Charter schools are a more popular form of school choice, sometimes as a compromise to stave off a push for vouchers. These schools stay in the realm of public accountability, but they free principals and teachers from some of the traditional bureaucracy.
One key difference for people concerned about educational equity is that if charter schools are in high demand, they're supposed to select students by lottery, whereas under a voucher system, private schools can choose which students to serve, says Helen Ladd, professor of public policy studies at Duke University.
Professor Ladd co-wrote a book about education in New Zealand, where money follows a student to whatever school he or she attends. The hope was the system would revitalize the most challenged schools. But instead, Ladd says, those schools "were even worse off than they were before, because motivated parents took advantage of the opportunity to move their children ... and left behind in the traditional public schools even greater concentrations of disadvantaged students."

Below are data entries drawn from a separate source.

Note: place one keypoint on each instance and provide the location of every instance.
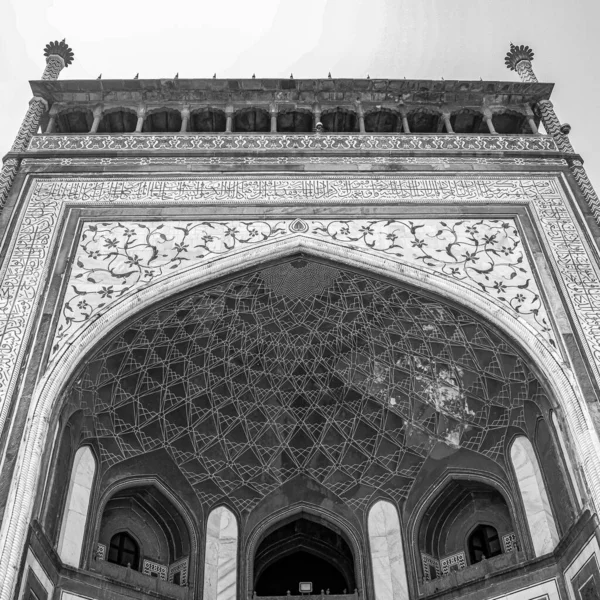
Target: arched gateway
(262, 384)
(304, 381)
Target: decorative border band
(272, 141)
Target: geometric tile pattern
(181, 567)
(154, 569)
(431, 566)
(509, 542)
(100, 551)
(353, 385)
(456, 562)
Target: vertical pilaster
(316, 116)
(487, 116)
(405, 121)
(361, 118)
(98, 112)
(185, 118)
(58, 56)
(52, 121)
(229, 118)
(141, 115)
(519, 59)
(446, 118)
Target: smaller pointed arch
(220, 559)
(540, 520)
(70, 541)
(387, 554)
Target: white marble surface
(220, 561)
(567, 458)
(387, 555)
(72, 529)
(535, 498)
(31, 563)
(589, 550)
(547, 590)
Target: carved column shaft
(519, 59)
(7, 176)
(552, 126)
(525, 71)
(58, 56)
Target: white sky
(425, 39)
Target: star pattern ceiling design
(303, 368)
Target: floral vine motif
(292, 142)
(487, 253)
(114, 258)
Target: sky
(422, 39)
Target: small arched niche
(162, 121)
(141, 529)
(220, 559)
(303, 549)
(72, 532)
(339, 120)
(74, 121)
(387, 553)
(294, 121)
(382, 121)
(451, 525)
(423, 121)
(118, 121)
(508, 122)
(252, 120)
(208, 120)
(468, 121)
(540, 520)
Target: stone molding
(294, 142)
(29, 265)
(31, 164)
(114, 259)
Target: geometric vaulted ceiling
(303, 368)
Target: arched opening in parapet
(468, 121)
(304, 550)
(382, 121)
(74, 121)
(339, 120)
(208, 120)
(120, 120)
(251, 120)
(424, 121)
(507, 122)
(295, 121)
(162, 121)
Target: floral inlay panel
(27, 264)
(117, 258)
(293, 142)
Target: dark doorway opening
(287, 573)
(304, 551)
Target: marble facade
(359, 345)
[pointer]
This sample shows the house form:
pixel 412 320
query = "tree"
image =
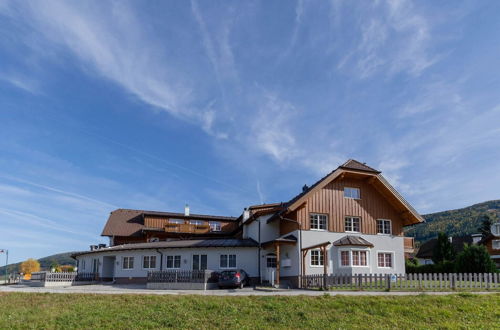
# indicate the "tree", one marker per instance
pixel 485 227
pixel 474 259
pixel 29 266
pixel 443 251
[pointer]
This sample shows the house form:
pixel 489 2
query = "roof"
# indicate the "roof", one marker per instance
pixel 177 244
pixel 352 240
pixel 361 168
pixel 124 222
pixel 427 248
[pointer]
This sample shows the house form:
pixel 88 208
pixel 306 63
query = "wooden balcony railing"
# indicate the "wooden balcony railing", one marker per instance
pixel 187 228
pixel 409 244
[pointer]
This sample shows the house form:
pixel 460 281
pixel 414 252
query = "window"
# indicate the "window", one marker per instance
pixel 271 261
pixel 173 262
pixel 384 260
pixel 199 261
pixel 352 224
pixel 384 226
pixel 149 262
pixel 318 221
pixel 227 261
pixel 128 263
pixel 317 257
pixel 197 222
pixel 344 259
pixel 495 229
pixel 215 226
pixel 351 193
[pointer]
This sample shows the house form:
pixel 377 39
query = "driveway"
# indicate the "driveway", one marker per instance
pixel 249 291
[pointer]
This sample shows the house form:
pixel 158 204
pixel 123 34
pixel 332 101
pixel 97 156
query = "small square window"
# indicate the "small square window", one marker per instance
pixel 350 192
pixel 317 257
pixel 353 224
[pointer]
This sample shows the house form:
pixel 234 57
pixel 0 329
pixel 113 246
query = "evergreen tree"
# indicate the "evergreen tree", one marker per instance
pixel 485 227
pixel 443 251
pixel 474 259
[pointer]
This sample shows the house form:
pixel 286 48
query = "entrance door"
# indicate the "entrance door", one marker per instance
pixel 270 273
pixel 199 261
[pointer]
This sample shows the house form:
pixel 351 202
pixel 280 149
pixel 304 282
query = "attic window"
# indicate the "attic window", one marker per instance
pixel 350 192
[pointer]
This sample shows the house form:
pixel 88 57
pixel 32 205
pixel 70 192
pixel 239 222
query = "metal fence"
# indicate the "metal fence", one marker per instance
pixel 416 282
pixel 181 276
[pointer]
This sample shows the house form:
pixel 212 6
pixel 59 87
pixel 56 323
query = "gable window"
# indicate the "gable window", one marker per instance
pixel 384 260
pixel 149 262
pixel 318 221
pixel 350 192
pixel 353 224
pixel 359 258
pixel 128 263
pixel 317 257
pixel 173 262
pixel 384 226
pixel 215 226
pixel 495 229
pixel 227 261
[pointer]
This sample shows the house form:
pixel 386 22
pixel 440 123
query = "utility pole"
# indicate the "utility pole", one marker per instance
pixel 6 262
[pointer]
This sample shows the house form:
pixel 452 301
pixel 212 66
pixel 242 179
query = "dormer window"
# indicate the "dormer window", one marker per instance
pixel 350 192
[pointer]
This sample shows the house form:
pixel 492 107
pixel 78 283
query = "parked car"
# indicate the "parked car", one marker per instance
pixel 233 278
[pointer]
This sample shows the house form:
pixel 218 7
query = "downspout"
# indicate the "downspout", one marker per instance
pixel 161 259
pixel 259 261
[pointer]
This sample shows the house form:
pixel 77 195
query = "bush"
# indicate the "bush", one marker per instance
pixel 474 259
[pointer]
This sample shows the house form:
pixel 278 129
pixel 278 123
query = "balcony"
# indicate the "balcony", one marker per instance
pixel 409 244
pixel 187 228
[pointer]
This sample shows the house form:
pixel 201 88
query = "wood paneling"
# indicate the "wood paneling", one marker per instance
pixel 331 201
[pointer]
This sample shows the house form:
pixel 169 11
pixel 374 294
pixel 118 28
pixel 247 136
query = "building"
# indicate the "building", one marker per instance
pixel 350 221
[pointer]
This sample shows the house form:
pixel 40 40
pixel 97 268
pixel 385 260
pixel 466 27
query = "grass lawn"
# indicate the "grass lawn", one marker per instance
pixel 45 310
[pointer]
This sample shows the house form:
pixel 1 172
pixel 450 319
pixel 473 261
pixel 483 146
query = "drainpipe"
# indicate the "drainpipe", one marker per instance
pixel 161 259
pixel 259 257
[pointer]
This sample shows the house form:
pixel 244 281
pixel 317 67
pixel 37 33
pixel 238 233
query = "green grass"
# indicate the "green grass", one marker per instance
pixel 66 311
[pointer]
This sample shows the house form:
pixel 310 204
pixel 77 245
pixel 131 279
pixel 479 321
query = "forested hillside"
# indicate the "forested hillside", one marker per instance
pixel 454 222
pixel 45 262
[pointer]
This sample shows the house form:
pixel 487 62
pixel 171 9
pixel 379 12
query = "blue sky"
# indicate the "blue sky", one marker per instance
pixel 223 104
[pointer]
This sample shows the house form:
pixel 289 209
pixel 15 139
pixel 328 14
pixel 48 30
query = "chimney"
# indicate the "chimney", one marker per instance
pixel 246 214
pixel 476 238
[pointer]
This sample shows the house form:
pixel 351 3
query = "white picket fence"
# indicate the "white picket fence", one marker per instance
pixel 416 282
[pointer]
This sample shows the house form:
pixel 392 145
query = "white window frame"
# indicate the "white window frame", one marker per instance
pixel 390 226
pixel 393 259
pixel 215 226
pixel 173 261
pixel 311 215
pixel 149 261
pixel 128 262
pixel 227 260
pixel 351 264
pixel 351 217
pixel 197 222
pixel 495 229
pixel 351 189
pixel 320 258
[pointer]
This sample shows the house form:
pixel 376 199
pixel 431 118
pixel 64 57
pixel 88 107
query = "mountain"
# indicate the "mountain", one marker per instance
pixel 458 222
pixel 45 262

So far, there's no scholarly consensus that voucher programs in the US make a significant difference in student achievement. Two studies of the Milwaukee program, for instance, came up with different results, one showing improvement in reading and math scores for participants and the other showing no gains.

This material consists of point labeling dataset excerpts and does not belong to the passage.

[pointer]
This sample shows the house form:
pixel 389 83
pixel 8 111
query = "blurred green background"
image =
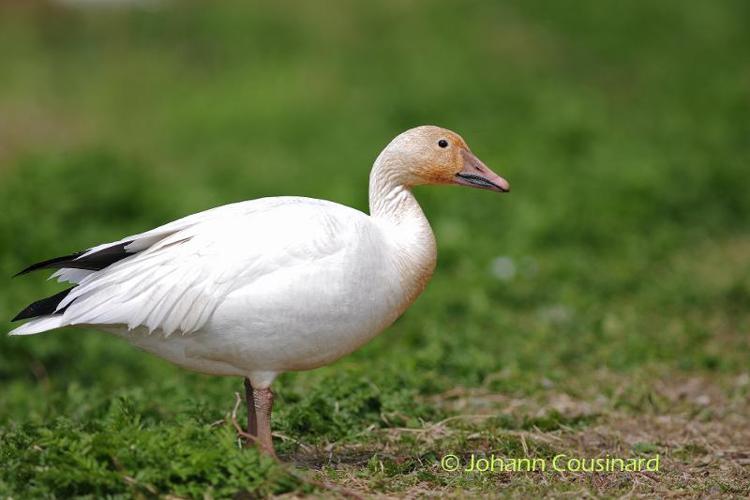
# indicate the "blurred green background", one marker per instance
pixel 623 128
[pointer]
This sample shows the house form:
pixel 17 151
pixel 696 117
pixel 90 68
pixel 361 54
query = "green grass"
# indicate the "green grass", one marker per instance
pixel 603 307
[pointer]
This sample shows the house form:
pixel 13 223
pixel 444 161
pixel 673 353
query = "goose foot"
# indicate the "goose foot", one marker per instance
pixel 259 407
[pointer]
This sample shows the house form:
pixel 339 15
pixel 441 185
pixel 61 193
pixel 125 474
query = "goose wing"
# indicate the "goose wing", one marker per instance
pixel 173 277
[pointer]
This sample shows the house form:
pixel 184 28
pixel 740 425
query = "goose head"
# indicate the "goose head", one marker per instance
pixel 434 155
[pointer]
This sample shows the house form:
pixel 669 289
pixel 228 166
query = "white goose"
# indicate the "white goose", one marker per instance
pixel 260 287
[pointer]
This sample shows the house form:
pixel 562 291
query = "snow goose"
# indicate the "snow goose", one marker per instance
pixel 260 287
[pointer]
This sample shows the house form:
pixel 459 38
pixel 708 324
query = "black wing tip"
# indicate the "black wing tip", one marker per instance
pixel 43 307
pixel 55 263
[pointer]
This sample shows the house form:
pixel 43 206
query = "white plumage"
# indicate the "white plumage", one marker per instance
pixel 260 287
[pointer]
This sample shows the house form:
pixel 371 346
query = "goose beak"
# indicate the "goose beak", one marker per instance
pixel 478 175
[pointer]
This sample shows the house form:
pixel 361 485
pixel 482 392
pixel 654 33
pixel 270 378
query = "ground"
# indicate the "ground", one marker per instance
pixel 602 308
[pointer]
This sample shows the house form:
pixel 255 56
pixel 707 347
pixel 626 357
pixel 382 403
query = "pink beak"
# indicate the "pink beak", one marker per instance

The Bush administration, as well as Rep. Howard "Buck" McKeon (R) of California, recently proposed providing scholarships to students in schools that repeatedly fail to meet the goals outlined in NCLB – money that could be used in private schools.
With Democrats in control of Congress, that's not likely to gain traction. The chairman of the House Education and Labor Committee, Rep. George Miller (D) of California, "does not believe that private school vouchers are an acceptable proposal," says spokesman Aaron Albright.

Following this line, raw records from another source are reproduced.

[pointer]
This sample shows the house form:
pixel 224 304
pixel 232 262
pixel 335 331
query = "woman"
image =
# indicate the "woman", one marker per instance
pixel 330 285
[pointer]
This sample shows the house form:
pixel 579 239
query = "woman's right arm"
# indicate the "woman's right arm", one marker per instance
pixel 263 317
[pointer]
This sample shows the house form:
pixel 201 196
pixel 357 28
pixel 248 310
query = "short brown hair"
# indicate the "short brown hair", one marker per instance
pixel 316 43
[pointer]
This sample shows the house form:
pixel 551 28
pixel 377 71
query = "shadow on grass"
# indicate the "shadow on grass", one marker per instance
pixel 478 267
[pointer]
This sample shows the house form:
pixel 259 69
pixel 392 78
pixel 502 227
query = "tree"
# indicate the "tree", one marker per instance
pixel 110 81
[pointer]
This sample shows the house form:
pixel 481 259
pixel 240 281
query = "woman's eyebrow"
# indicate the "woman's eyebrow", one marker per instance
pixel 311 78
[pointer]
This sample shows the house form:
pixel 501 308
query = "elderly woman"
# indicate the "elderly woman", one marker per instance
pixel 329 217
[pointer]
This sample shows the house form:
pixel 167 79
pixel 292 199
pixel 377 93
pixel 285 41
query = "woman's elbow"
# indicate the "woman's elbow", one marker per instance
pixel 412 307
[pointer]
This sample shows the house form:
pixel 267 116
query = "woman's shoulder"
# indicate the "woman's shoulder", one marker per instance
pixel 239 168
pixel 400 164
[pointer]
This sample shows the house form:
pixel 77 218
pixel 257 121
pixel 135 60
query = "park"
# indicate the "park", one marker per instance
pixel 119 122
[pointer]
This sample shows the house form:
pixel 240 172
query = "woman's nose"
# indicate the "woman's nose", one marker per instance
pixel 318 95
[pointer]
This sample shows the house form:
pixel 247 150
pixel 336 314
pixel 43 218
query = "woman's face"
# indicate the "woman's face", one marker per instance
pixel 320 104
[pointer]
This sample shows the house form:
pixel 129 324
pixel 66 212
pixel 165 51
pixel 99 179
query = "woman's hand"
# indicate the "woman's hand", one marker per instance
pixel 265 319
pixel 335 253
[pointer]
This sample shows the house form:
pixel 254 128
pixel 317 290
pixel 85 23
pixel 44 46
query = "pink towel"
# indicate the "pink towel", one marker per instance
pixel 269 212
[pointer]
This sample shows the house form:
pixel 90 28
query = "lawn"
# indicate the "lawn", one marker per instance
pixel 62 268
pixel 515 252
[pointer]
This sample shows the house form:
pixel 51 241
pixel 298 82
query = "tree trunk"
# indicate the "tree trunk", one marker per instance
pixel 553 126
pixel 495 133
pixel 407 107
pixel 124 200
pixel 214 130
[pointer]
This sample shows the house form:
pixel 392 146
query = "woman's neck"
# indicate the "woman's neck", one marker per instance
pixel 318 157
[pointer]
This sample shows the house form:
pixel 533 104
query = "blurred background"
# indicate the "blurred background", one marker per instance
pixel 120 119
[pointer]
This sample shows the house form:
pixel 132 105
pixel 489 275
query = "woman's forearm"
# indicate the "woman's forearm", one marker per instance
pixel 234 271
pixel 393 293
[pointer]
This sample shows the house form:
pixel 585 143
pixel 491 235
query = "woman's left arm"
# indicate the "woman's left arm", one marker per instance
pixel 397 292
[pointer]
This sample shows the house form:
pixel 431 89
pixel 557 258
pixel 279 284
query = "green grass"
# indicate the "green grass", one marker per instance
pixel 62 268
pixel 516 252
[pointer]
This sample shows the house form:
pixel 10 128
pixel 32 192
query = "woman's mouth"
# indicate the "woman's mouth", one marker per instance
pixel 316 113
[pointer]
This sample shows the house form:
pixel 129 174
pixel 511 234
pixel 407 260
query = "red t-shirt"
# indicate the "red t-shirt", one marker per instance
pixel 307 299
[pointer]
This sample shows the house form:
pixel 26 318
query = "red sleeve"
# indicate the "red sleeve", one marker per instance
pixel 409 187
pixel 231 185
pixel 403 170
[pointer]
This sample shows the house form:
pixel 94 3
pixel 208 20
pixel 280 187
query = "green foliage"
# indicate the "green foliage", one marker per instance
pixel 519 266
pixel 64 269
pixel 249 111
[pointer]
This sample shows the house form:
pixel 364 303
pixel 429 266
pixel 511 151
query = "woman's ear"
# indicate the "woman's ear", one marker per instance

Nevertheless, "NCLB paves the way for school choice, because public school transfers have proven inadequate," says Mr. Bolick of the Alliance for School Choice.
Bolick also says small-scale programs, such as a two-year-old voucher system for students in Utah who have special- education needs, build a more welcoming atmosphere for broader voucher laws.
On the ground in Utah, those advocating for a referendum to repeal the recent Parent Choice in Education Act say there are plenty of good choices in the public school system. "You have all kinds of rights through Title I [funding for low-income students] to get extra help for your children," says Marilyn Kofford, Utah PTA education commissioner and a spokeswoman for Utahns for Public Schools, a group organizing the petition drive. Students in low-performing schools can get tutoring, for instance.
Utah also has open enrollment, allowing parents to send children to any public school in the state that has room.
"If the public wants vouchers, great, but we feel like this is such a key issue that the general public should have the opportunity of saying yes or no," Ms. Kofford says, noting that the bill passed the House by only one vote. Her group has a few more weeks to gather more than 92,000 signatures to challenge the law.
It's mainly teachers unions' that object, say the law's supporters. "We're not saying public schools are bad, we're saying let parents make that choice – not 'educrats,' not unions," says Nancy Pomeroy, communications director for Parents for Choice in Education in Salt Lake City. "What are they afraid of, that everyone is going to leave public schools in droves?"
Depending on how poll questions are worded, Americans have shown a range of response (anywhere from 36 percent to 60 percent) over the past couple of years in favor of allowing students to use public funds to attend public or private schools.
A poll earlier this month by the Deseret Morning News found that 39 percent (+/- 5 points) would vote in favor of the Utah voucher plan, 55 percent against.